A buyer will want the right to end, and stop paying for, the transition services as soon as they are no longer needed (or as soon as the service levels provided by the seller fall below what the buyer expects). A seller may want some certainty as to term especially where it is investing considerable resources into setting up people and process to provide the services. Finding the right balance is not easy, especially when neither party is in the service business. From the buyer’s perspective, it’s ideal to have an early exit option that doesn’t come with fees or strings that change the economics of the main deal.
Not so long ago, TSAs commonly had terms measured in months, with six months being long by TSA standards. Today, as a result of the trend toward outsourcing and the expanded use of technology, TSAs can have terms measured in years – terms approaching 2.5 years are not uncommon. Regardless of the term of a TSA, it’s not unusual to see TSAs extended and renewed over and over again as more time is required to deal with, for example, issues of testing, third party contract negotiations, and technology assets/license inventory corrections. So, it’s critical that a buyer have the option to renew at agreed to prices. As well, additional tools can be negotiated into the TSA to ensure the services, however long the period, are implemented in a logical, measurable, objective fashion using, for example, transition plans, acceptance protocols, phased in implementation, and milestones.
7. Human Resources
It’s important for a buyer to ensure that the seller makes sure the right technical and operations people are retained, available and assigned to the task. Not only do those on the inside with systems and operations knowledge need to be involved, they need to have the day-to-day capacity to work with the buyer and provide the services levels to which the seller commits in the TSA. As well, the buyer should consider to what extent its own employees need to be engaged at the seller’s facilities or with the seller’s systems and should consider the practicalities of such engagement.
8. Legal Team
In addition to ensuing that right people are in place to provide the services, it’s important to have the right advisors in place while the TSA is negotiated. In many cases, work on the TSA is best dealt with by in-house counsel in conjunction with technical and business teams given their closeness to the buyer’s existing business and the post-closing operational nature of the terms.
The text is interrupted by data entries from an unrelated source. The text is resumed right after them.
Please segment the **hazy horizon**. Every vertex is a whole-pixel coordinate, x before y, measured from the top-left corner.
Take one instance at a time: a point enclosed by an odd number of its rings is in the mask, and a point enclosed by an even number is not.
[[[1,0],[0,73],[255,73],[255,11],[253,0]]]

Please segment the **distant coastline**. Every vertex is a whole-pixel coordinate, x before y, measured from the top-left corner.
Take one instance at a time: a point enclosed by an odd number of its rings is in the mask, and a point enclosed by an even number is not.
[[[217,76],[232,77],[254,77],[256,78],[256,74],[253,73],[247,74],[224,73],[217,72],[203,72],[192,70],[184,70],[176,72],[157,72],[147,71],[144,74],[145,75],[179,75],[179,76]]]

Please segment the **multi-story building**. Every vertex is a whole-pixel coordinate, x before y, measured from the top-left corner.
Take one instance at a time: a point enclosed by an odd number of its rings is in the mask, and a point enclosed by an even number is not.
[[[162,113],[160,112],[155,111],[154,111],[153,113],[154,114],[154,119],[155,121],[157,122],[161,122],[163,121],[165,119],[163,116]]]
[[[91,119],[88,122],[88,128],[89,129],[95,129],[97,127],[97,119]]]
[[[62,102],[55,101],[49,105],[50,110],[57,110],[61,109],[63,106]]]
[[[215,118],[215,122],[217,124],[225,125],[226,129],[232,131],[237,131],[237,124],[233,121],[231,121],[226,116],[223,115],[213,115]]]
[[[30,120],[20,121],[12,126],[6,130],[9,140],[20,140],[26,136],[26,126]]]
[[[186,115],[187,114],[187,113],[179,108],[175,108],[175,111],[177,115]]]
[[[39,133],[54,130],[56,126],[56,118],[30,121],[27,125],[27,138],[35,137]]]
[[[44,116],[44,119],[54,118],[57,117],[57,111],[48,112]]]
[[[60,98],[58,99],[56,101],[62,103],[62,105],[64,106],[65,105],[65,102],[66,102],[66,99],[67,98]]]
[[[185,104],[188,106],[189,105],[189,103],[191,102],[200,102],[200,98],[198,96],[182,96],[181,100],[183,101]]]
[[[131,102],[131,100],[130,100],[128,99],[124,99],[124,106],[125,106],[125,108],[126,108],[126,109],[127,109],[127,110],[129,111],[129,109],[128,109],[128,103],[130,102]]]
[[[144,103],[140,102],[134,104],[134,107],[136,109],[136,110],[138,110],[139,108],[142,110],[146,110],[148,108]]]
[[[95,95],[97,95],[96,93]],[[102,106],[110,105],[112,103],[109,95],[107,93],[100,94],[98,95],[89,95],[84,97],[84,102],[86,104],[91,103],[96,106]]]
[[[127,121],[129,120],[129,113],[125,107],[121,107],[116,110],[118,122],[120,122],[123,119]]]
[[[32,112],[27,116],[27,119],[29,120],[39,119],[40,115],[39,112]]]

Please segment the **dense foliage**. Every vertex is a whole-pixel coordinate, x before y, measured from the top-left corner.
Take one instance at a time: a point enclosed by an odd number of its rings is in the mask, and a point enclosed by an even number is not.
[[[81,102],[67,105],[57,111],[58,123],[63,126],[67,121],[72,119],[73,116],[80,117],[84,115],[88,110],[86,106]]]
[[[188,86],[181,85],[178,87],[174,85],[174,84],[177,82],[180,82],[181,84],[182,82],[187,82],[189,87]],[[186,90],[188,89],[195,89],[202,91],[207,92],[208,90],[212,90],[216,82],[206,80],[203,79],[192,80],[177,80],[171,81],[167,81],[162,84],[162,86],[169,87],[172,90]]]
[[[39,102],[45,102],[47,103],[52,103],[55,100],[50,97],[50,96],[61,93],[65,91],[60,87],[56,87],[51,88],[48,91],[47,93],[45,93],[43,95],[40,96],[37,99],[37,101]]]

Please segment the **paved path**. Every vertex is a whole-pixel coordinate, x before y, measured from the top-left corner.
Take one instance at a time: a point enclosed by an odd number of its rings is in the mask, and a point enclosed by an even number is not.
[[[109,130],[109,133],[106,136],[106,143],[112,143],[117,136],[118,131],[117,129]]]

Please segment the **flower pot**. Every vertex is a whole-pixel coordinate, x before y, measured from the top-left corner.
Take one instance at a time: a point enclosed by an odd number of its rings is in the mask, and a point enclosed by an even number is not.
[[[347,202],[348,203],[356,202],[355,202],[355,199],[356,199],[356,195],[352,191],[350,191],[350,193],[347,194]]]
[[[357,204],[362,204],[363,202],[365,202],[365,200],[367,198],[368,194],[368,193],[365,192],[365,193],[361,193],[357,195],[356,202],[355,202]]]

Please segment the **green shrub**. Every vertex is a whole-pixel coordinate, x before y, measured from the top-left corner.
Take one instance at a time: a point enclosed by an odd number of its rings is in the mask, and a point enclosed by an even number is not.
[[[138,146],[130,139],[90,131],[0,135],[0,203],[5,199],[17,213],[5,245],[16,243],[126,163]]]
In any case, deals can close quickly so it’s important that the TSA not get pushed off as a post-signing or post-closing item. Ideally, if transition services are important to success of the target business, transition terms should form part of the bidding or LOI process. However, working through transition issues and negotiating a TSA can be complicated and time consuming, can lead to additional diligence, and can require a lot of highly technical and specialized input. Because of this, a buyer should ensure that its deal team includes expertise in the areas of law directly applicable to TSAs – including IT, privacy, and commercial law – and ensure that these professionals communicate with the M&A specialists.